Я пожимаю плечами. Смотрю на свои руки; теплый песок течет между пальцами.
Операторы долго искали, куда пристроить микрофон, когда я буду в плавках. По счастью, у меня на груди очень густая, все покрывающая растительность.
— Что если я попрошу? — повторяет Лидия решительнее.
Я рассказываю ей о том, как я мою цистерны. Она удивляется, но желает слышать другое:
— Вы не хотите рассказать мне, что случилось с той женщиной?
Я спрашиваю, кого Лидия имеет в виду.
— Я знаю больше, чем вы думаете, — говорит она загадочно. — Та женщина, которая вроде бы убила своего мужа. И которую вы приговорили к повешению… Помните?

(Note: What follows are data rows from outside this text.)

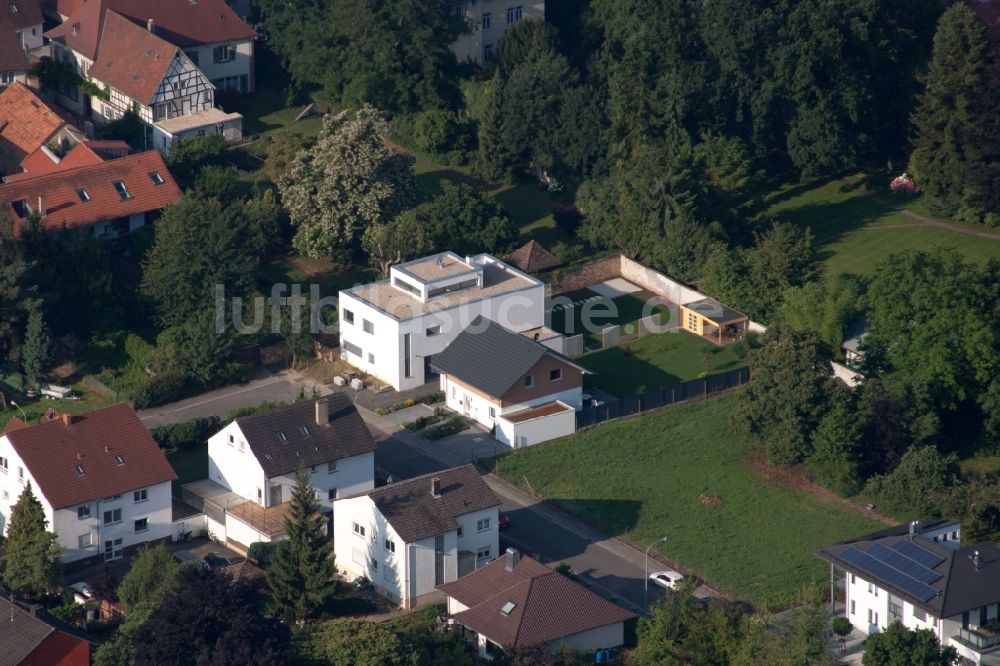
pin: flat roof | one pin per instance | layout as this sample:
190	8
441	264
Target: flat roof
714	311
400	305
196	120
427	269
548	409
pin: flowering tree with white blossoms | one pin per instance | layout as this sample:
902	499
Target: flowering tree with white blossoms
348	181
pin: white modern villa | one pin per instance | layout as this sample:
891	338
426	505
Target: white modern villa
391	329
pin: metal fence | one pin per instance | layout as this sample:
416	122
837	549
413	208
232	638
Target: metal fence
662	397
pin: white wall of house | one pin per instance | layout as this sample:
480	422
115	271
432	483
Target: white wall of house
381	351
348	476
156	508
406	575
488	21
232	464
535	431
235	73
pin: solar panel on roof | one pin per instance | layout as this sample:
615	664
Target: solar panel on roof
897	560
884	572
918	553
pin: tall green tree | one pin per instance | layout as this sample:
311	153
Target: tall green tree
33	564
200	244
301	575
346	182
37	352
953	146
898	645
389	53
788	393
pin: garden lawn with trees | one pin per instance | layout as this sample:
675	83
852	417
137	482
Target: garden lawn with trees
648	477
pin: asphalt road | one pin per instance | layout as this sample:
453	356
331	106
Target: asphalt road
610	568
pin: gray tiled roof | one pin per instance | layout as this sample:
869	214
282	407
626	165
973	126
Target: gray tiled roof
344	436
490	358
416	514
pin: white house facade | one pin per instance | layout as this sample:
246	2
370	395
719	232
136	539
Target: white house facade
411	536
488	21
103	482
391	329
921	576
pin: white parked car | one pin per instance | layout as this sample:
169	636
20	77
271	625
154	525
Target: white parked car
668	579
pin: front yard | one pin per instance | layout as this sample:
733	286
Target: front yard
682	473
659	360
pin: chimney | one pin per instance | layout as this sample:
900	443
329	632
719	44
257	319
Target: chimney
513	557
322	412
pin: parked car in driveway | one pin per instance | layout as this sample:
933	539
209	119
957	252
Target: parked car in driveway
668	579
216	560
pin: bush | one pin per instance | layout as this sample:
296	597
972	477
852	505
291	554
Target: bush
262	552
186	434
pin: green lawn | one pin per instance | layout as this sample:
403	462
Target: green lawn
190	465
642	477
600	312
854	232
658	360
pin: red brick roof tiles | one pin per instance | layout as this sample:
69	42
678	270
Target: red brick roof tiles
63	204
181	22
26	121
51	452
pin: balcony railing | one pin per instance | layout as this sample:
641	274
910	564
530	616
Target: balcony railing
981	638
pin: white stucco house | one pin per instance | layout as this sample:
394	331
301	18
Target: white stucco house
920	575
504	380
488	21
409	537
518	602
252	464
392	328
102	480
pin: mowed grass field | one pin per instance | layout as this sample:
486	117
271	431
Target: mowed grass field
658	360
854	231
642	478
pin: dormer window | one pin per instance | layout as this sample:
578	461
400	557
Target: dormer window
122	190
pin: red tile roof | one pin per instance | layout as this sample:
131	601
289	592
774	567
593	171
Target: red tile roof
181	22
51	452
63	205
548	606
136	60
21	13
12	55
43	161
26	121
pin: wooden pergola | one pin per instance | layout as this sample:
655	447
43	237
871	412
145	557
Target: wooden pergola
713	321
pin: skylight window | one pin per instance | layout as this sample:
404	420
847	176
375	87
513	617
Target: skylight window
122	190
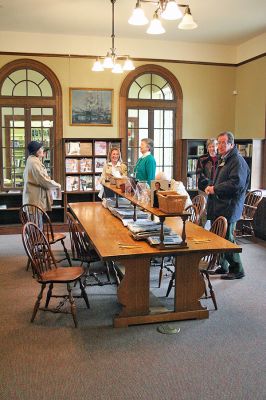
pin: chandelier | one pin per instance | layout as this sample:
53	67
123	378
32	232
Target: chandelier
111	60
166	9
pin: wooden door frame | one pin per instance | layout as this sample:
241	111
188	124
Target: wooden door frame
54	102
177	104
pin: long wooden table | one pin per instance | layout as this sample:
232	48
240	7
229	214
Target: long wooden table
106	232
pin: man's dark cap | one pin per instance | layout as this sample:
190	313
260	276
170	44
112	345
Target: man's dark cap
34	146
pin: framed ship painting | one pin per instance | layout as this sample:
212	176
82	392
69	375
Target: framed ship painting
90	106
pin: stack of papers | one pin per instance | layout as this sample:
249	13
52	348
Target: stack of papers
143	229
127	212
168	240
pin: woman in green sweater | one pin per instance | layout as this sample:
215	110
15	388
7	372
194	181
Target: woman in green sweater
146	165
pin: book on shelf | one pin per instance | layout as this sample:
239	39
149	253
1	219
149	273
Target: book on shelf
86	148
72	183
192	164
99	164
86	183
56	193
100	148
72	148
97	183
72	164
200	150
192	182
85	165
242	149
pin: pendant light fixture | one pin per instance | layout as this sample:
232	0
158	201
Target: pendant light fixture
166	9
111	60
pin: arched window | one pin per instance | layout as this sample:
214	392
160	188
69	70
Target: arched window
151	106
30	109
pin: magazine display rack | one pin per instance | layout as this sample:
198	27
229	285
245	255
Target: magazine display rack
83	164
153	211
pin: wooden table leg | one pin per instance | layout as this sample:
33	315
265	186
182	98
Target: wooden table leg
189	284
133	291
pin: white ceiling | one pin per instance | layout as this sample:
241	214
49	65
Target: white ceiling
219	21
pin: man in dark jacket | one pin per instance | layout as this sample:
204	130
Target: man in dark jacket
226	198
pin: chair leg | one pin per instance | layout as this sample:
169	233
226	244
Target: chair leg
49	294
161	272
37	304
212	294
84	294
171	283
66	253
72	305
117	279
28	264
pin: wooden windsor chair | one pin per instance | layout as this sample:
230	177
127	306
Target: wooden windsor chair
200	202
219	227
46	271
193	217
83	251
211	261
32	213
244	227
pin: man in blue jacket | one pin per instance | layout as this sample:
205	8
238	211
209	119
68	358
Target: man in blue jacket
226	198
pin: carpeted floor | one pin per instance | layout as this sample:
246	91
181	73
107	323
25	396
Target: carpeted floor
222	357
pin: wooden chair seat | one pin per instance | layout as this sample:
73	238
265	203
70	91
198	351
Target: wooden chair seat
61	275
46	272
57	236
244	227
83	251
32	213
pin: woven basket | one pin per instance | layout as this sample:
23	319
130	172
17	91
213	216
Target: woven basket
170	202
120	181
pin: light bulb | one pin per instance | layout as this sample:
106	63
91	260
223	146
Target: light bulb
97	66
155	27
128	65
187	21
138	17
171	11
117	69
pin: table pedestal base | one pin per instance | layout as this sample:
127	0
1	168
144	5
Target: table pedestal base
133	293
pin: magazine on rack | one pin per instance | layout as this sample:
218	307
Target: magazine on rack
100	148
86	149
72	148
99	164
86	183
72	165
72	183
85	165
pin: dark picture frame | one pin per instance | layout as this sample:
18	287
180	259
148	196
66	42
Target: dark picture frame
90	107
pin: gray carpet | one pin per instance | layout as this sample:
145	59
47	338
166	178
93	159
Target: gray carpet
222	357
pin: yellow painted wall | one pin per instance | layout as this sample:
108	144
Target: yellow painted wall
208	101
250	100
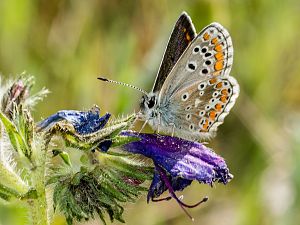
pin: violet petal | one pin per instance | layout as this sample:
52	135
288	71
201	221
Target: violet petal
181	158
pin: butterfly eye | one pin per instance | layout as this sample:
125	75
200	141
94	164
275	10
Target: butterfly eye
185	96
151	102
188	116
204	50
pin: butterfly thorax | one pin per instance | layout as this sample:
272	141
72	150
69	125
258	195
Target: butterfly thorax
149	106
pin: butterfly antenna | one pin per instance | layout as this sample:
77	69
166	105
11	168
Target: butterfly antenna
121	83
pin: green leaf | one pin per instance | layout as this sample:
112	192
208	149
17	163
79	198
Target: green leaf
16	139
122	140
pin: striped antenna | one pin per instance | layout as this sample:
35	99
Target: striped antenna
121	83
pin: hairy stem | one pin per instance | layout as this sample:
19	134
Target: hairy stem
38	206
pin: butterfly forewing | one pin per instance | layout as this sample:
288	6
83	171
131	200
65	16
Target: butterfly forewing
198	93
210	54
182	35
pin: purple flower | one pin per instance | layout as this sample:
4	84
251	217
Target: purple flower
177	163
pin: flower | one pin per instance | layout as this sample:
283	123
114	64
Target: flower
83	122
177	163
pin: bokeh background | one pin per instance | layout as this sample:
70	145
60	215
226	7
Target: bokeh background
66	44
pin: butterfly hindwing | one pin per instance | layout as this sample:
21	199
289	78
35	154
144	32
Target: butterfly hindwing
182	35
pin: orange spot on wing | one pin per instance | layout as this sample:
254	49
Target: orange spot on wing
212	115
224	92
218	48
213	80
223	99
206	36
219	65
219	56
214	41
218	107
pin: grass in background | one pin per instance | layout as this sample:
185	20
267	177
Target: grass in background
67	44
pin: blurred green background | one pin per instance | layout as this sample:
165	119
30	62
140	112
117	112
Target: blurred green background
67	44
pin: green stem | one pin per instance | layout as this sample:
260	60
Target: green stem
38	206
10	178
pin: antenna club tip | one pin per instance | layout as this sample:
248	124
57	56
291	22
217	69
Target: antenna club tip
102	78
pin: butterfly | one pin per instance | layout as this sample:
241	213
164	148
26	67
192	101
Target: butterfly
193	91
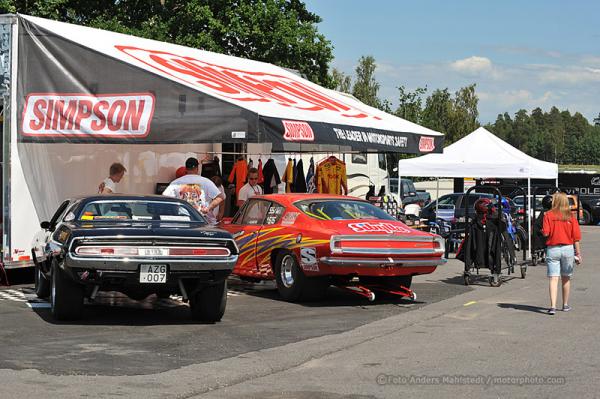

— Конечно, — говорю я. Лидия воодушевляется; ее щеки, и без того яркие, наливаются краской под слоем загара:
— Вы в самом деле верили, что она виновна? Или просто сводили с ней счеты?
— Какие счеты? — удивляюсь я.
— Она была богата, она была аристократка, она держалась высокомерно… Вы уже тогда знали, что она невиновна? Но думали, что правда так и не вскроется?
Я молчу.
— А если бы это была я, — говорит Лидия почти шепотом, — если бы я сидела на скамье подсудимых… Вы могли бы приговорить к повешению меня?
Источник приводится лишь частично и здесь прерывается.